Tiefe Stärke führt Thunder zu wichtigem Sieg im Game 2 gegen Spurs
Nach ihrer ersten Playoff-Niederlage in einer dramatischen Doppelverlängerung gegen die San Antonio Spurs im Game 1 der Western Conference Finals stand der Oklahoma City Thunder enormer Druck bevor, eine starke Antwort zu liefern.
Dies gelang ihnen mit einem 122-113 Sieg im Game 2 am Mittwochabend, wodurch die Serie wieder ausgeglichen wurde. Trotz Victor Wembanyamas historischer Leistung im ersten Spiel setzte der Thunder auf seine Tiefe, um Widrigkeiten zu überwinden und allen zu zeigen, warum sie die amtierenden Meister sind.
Thunder demonstriert Tiefe beim Game-2-Sieg gegen die Spurs
Vor Game 2 lag der Fokus stark darauf, wie der zweifache MVP Shai Gilgeous-Alexander auf seinen ungewöhnlichen Auftritt reagieren würde. Trotz der Niederlage erzielte er 24 Punkte und 12 Assists, doch der Weg dahin war deutlich härter für ihn.
Am Mittwoch präsentierte er sich mit 30 Punkten (12 von 24 Feldwürfen) und neun Assists als klarer Leistungsträger. Sein Schritt-zurück-Midrange-Wurf unter einer Minute vor Schluss baute die Führung Oklahomas auf sieben Punkte aus und beseitigte sämtliche Zweifel an einer Antwort im zweiten Spiel.
Solch eine Aktion entspricht der Klasse eines zweimaligen MVP-Gewinners, doch Gilgeous-Alexander trug nicht allein die Last für den Thunder.
Während Chet Holmgren mit 13 Punkten (5 von 10 Würfen) eher zurückhaltend agierte, steigerte sich Isaiah Hartenstein deutlich und erzielte 10 Punkte (4 von 8 Würfen) sowie 13 Rebounds in 27 Minuten – nach lediglich zwei Punkten in 12 Minuten im Game 1.

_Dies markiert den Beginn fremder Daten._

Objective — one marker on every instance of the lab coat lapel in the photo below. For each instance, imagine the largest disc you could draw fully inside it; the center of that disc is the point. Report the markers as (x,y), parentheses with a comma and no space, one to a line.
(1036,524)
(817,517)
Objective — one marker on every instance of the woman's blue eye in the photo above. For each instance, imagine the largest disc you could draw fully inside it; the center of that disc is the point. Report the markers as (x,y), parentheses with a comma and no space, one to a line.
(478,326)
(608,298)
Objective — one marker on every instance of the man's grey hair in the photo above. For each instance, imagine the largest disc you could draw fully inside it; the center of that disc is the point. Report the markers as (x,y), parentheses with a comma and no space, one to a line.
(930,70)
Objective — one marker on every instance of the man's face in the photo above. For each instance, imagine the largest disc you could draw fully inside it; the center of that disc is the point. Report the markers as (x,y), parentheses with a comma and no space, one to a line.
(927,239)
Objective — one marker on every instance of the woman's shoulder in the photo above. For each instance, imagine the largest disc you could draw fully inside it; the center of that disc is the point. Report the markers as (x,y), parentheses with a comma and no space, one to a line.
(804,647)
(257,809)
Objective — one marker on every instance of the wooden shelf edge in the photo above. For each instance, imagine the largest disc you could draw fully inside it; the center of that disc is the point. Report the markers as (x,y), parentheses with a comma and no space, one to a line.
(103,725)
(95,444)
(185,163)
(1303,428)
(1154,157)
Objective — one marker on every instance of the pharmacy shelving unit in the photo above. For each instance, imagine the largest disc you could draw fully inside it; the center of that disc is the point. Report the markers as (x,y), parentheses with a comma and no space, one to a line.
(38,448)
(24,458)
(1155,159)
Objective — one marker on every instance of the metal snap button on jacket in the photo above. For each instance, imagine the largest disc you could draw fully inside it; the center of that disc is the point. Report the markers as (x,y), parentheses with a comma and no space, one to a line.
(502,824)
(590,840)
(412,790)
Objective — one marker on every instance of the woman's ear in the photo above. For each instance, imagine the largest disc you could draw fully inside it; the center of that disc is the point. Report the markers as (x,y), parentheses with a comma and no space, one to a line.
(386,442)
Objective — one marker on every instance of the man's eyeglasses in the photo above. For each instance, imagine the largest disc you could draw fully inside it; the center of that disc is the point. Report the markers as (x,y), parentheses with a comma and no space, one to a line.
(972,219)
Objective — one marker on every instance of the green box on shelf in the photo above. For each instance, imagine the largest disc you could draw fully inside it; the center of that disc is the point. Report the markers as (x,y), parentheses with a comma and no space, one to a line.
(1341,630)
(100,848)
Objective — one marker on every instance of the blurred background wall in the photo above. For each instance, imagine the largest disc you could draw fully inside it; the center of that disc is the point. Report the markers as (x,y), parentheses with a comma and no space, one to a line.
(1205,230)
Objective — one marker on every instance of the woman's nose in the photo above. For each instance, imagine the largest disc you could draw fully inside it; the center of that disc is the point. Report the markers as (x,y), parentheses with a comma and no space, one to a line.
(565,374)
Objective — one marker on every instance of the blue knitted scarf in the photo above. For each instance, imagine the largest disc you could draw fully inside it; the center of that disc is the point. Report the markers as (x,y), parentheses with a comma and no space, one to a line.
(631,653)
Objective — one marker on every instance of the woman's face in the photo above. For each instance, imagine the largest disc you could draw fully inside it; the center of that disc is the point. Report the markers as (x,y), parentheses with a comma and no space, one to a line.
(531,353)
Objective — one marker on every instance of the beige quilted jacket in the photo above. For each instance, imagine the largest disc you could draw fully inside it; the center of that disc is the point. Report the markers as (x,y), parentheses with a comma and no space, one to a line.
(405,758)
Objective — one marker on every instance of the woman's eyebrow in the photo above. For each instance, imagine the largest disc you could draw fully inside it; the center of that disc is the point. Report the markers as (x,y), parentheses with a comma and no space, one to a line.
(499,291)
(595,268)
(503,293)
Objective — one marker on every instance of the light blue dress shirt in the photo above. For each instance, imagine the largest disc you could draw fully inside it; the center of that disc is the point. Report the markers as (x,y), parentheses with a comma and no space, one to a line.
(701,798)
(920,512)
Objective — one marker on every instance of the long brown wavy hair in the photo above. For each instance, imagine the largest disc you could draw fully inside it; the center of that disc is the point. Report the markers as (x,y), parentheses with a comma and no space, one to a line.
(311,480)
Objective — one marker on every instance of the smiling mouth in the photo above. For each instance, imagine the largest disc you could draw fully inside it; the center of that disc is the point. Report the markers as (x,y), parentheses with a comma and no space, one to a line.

Von der Bank aus baute Alex Caruso mit 17 Punkten (5 von 7 Würfen) an seine starken 31 Punkte aus dem ersten Spiel an, während Cason Wallace und Jared McCain jeweils 12 Punkte beitrugen. Ajay Mitchell steuerte 10 Punkte bei und versenkte einen wichtigen Dreier, der Oklahoma City acht Minuten vor Schluss mit acht Punkten in Führung brachte.
Insgesamt übertrafen die Reservisten des Thunder die Spurs mit 57 zu 25 Punkten und zeigten damit ihre tief besetzte Bank zu einem entscheidenden Zeitpunkt gegen ein Spurs-Team, das ihnen in der Saison häufig Probleme bereitet hatte.
Trotz des Ausscheidens von Jalen Williams wegen einer linken Oberschenkelverspannung verfügte Oklahoma City über genügend Tiefe, um dessen Fehlen zu kompensieren. Williams war erst am Montag nach einer Grad-1-Verletzung am linken Oberschenkel zurückgekehrt und hatte mit 26 Punkten bereits gezeigt, dass er nichts von seiner Form eingebüßt hatte.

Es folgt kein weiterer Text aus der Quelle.